On the train back from MO I had some time to read John Steele Gordan's History of American Economic Power (or something like that, sorry). Also been poking through Karl Barth's Preaching Through the Christian Year, his section on "Man and Woman"--the exegesis of one flesh. Also Bonhoeffer's new DBW Edition of Ethics . I've read the Intro and Afterword and earlier and then poked through "Heritage and Decay" last night. Much less troublesome for me than "Ethics as Formation." Also poking through Cardinal's manager Whitey Herzog's White Rat. How's that for a changeup?!! Go Sox and Cards. Please let it be in 2005. Not that I'm really even watching baseball much. I'm such a fairweather fan. Also reading Karl Barth's Theological Exegesis. I want to prepare a huge review bonanza on Barth for Cornerstonemag.com like I did for Bonhoeffer earlier this year. I could do it in December when he died or for the 120th anniversary of his birth in May '06. Either way I really need to know my stuff for this review and do it carefully and attentively as a layman with his cards clearly on the table.
The print deadline for the book we're publishing Season of Joy by Jim Benes is due Tuesday! Pray for me as I work my tail off this weekend. Hopefully a gang of us will be working. . . but we'll see.

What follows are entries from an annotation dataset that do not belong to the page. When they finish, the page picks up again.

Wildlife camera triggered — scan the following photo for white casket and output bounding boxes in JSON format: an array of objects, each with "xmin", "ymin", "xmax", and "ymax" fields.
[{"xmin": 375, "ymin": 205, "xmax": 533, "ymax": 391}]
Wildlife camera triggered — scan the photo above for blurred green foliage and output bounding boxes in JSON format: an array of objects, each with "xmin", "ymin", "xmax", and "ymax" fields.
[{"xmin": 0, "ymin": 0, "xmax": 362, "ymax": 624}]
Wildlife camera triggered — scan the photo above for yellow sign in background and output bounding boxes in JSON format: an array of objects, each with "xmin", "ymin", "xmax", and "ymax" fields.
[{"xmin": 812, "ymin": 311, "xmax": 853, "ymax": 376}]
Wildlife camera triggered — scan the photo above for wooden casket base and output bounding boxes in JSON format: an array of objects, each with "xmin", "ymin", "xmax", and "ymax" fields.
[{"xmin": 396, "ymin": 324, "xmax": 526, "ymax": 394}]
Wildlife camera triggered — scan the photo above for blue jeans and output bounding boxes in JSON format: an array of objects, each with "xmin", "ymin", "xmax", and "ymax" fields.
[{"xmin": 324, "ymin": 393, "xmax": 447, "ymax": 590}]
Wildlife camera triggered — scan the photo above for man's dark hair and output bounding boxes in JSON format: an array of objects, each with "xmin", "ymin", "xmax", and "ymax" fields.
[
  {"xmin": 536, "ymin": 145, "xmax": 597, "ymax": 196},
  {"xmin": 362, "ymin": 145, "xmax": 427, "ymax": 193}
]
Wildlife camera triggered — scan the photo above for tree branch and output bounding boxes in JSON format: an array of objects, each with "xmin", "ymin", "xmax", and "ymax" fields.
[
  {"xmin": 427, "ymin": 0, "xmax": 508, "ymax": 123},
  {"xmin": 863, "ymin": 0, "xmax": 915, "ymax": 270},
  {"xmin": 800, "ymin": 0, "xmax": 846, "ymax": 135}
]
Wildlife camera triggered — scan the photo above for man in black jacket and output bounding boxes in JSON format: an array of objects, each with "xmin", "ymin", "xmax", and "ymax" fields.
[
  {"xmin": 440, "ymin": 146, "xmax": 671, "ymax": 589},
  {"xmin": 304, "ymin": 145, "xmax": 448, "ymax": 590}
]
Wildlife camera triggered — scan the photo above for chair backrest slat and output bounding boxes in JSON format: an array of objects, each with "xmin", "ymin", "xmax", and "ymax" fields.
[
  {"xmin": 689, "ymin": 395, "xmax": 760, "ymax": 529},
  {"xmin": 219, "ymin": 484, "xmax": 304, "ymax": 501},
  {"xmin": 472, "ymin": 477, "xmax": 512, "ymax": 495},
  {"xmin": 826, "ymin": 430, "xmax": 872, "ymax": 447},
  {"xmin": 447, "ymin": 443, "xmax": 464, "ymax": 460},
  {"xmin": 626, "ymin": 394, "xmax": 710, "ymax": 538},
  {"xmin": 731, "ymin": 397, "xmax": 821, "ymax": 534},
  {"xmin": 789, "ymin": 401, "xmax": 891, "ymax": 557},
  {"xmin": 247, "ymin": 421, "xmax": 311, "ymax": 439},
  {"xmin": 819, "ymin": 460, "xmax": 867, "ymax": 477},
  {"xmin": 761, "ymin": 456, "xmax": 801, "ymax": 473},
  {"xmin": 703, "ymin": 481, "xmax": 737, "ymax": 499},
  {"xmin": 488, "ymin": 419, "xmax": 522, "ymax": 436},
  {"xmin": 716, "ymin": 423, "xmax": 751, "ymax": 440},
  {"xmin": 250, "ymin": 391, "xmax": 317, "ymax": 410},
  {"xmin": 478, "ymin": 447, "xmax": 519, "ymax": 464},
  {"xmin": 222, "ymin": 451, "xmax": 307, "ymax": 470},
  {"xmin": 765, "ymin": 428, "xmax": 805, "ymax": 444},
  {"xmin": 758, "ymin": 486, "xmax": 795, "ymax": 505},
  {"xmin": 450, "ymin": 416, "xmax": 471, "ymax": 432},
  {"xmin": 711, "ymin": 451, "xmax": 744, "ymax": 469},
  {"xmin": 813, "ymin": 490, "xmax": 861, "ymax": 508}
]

On play is John Prine's song "Other Side of Town" from his album "Fair and Square." The thrill of his song "Some Humans Ain't Human" has long worn off now. It only serves to remind me to pray for humans I'm so quick to criticize and I'm startin to see those other five fingers pointing back at me. The song goes:

"Some humans ain't human/some people ain't kind/you open up their hearts /and here's what you find/a few frozen pizzas/some icecubes with hair/a broken popcicle/you don't wanna go there"

and then it goes on basically comiserating over the resentments us liberals no doubt feel all the time toward folks in power, our neighbors, and other folks in church. While I sympathize with the sentiment I pity the singer if he's unable to see his own judgemental attitude in the song.

The Twelve Steps teach that when I'm not at peace something's wrong with me. Socially and politically there's constant unrest with me and I'm sure all Americans with their eyes open. May I reach out for prayer for my government and myself during these fearful times. Its so easy to accuse, and sink into insanity and resentment. God help me to pray.